Based on that year of solid growth, Target had predicted big things for its holiday season, forecasting same-store sales to be up 3 percent to 4 percent. Holiday 2019 was Target’s “most successful holiday in more than a decade,” CEO Brian Cornell told investors at the outset of the annual shopping season during an earnings call – before noting that the retailer intends to “top it this year.” The news certainly cheered investors, and Target’s share price shot up 12 percent in late November as the earnings report confirmed both solid growth and a sunny outlook.
The problem with setting great expectations, however, is the need to live up to them, which Target mostly did not in terms of holiday sales. Cornell noted as much in a blog post concurrent with the Q4 earnings release.
“After three strong quarters this year and a record-breaking holiday season in 2018, we had some really ambitious plans heading into the season,” he wrote. “While we knew this season was going be challenging, it was even more challenging than we expected.”
By the numbers, those challenges saw same-store sales growth of 1.4 percent, far from the more than 5 percent reported last year and the 3 percent to 4 percent Target was forecasting pre-season.
The top two trouble categories for Target seemed to be electronics and toys. The retailer bet big on the toy category preseason, hoping to capitalize on the hole left in the market by the Toys R Us exit a year ago. Target now powers the Toys R Us website that has operated post-bankruptcy, cleared additional floor space to expand its toy offering and announced a partnership with Disney to create mini-stores that would carry Disney-branded toys (among other items).
The investment, however, doesn’t seem to have paid off – Target’s toy sales were about flat with 2018 in 2019. Though some tracking data by The NPD Group indicates Target did pick up market share in the toy category, overall demand in that area seems to be declining.
Electronics weren’t merely flat – Target actually reported a 6 percent drop in sales, while home items were down around 1 percent. Overall for the 2019 holiday season, electronics and home goods were up 4.6 percent and 1.3 percent respectively, according to the most recent edition of the Mastercard Spending Pulse.
Target did see some growth in other, higher-margin categories like apparel (5 percent growth), beauty (7 percent) and food (3 percent) – pickups that kept same-store sales growth in the positive territory, if not as strongly as initially forecast.
Digital sales were also a highlight of Target’s earnings release – up 19 percent, primarily driven by its expansion of same-day services, particularly curbside pickup and home delivery. Target reported use of same-day services was up by more than 50 percent during the last two months of 2019, and that they drove around three-quarters of digital sales during the holiday season.
In the blog post, Cornell remained upbeat about what 2020 will look like, holiday 2019 stumble aside.

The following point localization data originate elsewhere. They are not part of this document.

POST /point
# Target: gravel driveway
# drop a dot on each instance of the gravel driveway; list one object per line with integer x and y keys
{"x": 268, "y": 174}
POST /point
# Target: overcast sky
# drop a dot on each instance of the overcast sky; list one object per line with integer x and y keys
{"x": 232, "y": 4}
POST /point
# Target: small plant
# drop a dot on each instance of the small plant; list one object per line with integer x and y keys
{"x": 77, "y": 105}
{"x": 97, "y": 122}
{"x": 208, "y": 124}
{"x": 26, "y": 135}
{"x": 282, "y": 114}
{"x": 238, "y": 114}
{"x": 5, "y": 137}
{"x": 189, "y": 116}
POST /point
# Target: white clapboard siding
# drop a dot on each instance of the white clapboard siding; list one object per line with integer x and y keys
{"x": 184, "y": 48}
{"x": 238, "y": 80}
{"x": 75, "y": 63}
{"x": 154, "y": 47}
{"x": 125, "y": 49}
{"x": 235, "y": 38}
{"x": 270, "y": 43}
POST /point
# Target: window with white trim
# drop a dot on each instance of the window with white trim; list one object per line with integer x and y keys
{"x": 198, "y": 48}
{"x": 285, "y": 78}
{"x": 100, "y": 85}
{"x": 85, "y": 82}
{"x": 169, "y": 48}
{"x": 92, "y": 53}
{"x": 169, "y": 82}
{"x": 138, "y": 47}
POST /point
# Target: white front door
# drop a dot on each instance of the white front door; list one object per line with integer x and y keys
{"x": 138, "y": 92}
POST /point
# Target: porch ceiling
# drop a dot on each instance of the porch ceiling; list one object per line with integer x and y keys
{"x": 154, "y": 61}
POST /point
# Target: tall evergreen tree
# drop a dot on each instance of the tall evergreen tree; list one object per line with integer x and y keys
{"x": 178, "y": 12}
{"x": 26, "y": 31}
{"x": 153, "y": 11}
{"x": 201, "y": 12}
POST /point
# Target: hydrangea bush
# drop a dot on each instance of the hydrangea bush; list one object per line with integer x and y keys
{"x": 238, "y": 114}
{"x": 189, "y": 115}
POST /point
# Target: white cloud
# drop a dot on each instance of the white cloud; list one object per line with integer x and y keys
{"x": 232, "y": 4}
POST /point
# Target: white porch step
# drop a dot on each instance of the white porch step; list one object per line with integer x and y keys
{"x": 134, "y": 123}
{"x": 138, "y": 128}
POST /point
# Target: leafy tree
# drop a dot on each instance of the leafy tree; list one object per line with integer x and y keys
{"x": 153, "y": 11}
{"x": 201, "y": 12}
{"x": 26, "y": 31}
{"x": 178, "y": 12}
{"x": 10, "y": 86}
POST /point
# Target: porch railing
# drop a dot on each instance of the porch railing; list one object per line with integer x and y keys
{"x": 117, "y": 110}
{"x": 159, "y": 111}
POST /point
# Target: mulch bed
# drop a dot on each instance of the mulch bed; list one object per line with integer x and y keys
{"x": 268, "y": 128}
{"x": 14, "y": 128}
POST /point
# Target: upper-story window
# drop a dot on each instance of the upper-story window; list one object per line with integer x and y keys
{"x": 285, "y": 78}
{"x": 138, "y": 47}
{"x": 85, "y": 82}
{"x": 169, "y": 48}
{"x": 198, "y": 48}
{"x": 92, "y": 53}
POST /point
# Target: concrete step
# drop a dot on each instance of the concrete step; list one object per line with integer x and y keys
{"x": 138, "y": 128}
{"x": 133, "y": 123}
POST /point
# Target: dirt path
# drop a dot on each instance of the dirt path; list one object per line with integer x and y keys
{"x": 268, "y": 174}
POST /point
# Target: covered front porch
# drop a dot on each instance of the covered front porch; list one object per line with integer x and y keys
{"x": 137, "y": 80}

“We’re on track to deliver on each of our key metrics for the full year – sales, operating income and earnings per share – and that’s something to celebrate, considering how high we set the bar for 2019,” he noted.
But investors were not so easily cheered, and Target’s long streak of post-earnings surges ended abruptly as its stock price tumbled 7 percent on the announcement of the softer-than-expected results. Target raised so many concerns, in fact, that it brought down adjacent stock prices – Walmart’s share price tumbled 1.8 percent in the wake of Target’s miss (although Walmart will not report its earnings results until mid-September).
And while the market looks ahead to that release – to see just how bad things got for physical retail during holiday 2019 – Target, according to Cornell, is moving on to what’s next in 2020. Though he offered few specifics, he did say to be on the lookout for “new brands, new stores and new partnerships” as Target once again sets out on the turnaround trail.